Alâeddin Keykubat, Kalanoros’u (Alanya) fethettikten sonra akrabalık bağlarını kuvvetlendirmek için kale beyi Kirfart’ın haremindeki cariyelerinden birisiyle evlendiğini kaynaklar yazmaktadır. Ermeni müverrihi Simbat, Sultan Alâeddin’in, Kirfart’ın elinden kalesini aldığında onun kızı ile evlendiğini fakat kızın Hristiyanlığından dolayı sultanla hiçbir münasebette bulunmadığını yazar. Burada dikkati çeken nokta, bu bilgiyi aktaran İbn Bibi’nin, “kızı” ifadesini kullanmamasıdır. Ayrıca bu evlilik olayını bir cümle ile geçiştirmiş, ancak akrabalık bağlarını kuvvetlendirmek amacıyla yapıldığı ifade etmiştir. Aynı kaynak Alâeddin Keykubat’ın Eyyubi melikesi Adiliye Hatun ile evliliğini uzun uzun anlatmaktadır. Adiliye Hatun’un daha asil, Kirfart’ın kızının ise Hristiyan olması bunun sebebi olabilir. Ancak, İbn Bibi’nin bu evliliğin akrabalık bağlarını kuvvetlendirmek için yapıldığını söylemesi bu hanımın, Kirfart’ın kızı olduğunu göstermektedir.

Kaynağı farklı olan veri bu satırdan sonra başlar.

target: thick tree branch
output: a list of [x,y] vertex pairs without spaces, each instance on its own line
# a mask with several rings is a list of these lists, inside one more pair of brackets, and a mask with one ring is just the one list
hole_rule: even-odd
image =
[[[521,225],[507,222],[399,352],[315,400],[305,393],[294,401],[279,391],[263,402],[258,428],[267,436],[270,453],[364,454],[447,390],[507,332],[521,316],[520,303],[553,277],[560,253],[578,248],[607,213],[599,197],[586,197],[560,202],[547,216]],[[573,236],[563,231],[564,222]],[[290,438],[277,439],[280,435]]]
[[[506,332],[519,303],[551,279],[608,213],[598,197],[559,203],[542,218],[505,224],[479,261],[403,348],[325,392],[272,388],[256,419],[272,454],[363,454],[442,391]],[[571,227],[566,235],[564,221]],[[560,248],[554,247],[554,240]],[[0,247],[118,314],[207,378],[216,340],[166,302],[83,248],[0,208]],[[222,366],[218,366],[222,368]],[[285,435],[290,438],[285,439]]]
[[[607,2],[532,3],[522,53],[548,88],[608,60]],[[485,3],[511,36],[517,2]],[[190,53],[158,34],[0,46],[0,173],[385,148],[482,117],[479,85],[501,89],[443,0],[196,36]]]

Bu hanımın adı da Hunat ya da Hunad, Mahperi Hatun olarak kaynaklara geçmektedir. Bilge, büyük, seçilmiş okunmuş manasına gelen Hunad/Hunat ismine Hatun eklenmiştir. Mahperi (ay parçası, etrafına nur ve güzellik saçan) ise Kayseri’de kendi adıyla 1238 yılında yaptırdığı külliye kitabelerinde geçmektedir. Burası cami, medrese, hamam ve türbe bölümlerinden oluşmaktadır. Mahperi Hatun’un uzun süre Hristiyan olarak yaşadığı bilinmektedir. Bu durum Alâeddin Keykubat’ın saltanatının son yıllarına kadar devam etmiştir. Alâeddin Keykubat ile evliliğinden olan II. Gıyaseddin Keyhüsrev’in iktidar döneminde onun Müslüman olduğu ve kendini hayır işlerine verdiğini de biliyoruz. Kitabelerde geçen unvanı ise “Saffetü’d-dünyâ ve’d-dîn (din ve dünyanın yüz akı) Mah-perî Hatun”dur. Bu gibi ifadeler hükümdarlara mahsus lakaplardır. Hanedan üyelerinin hanımlarının isimleri kitabelerde yukarıdaki mezkûr ifadeden sonra geçmezdi. Ancak burada Mahperi Hatun ismi yazılmıştır. Bu da -belki de- oğlu iktidara gelince sultanın annesi olarak idare mekanizmasındaki nüfuzunu göstermektedir.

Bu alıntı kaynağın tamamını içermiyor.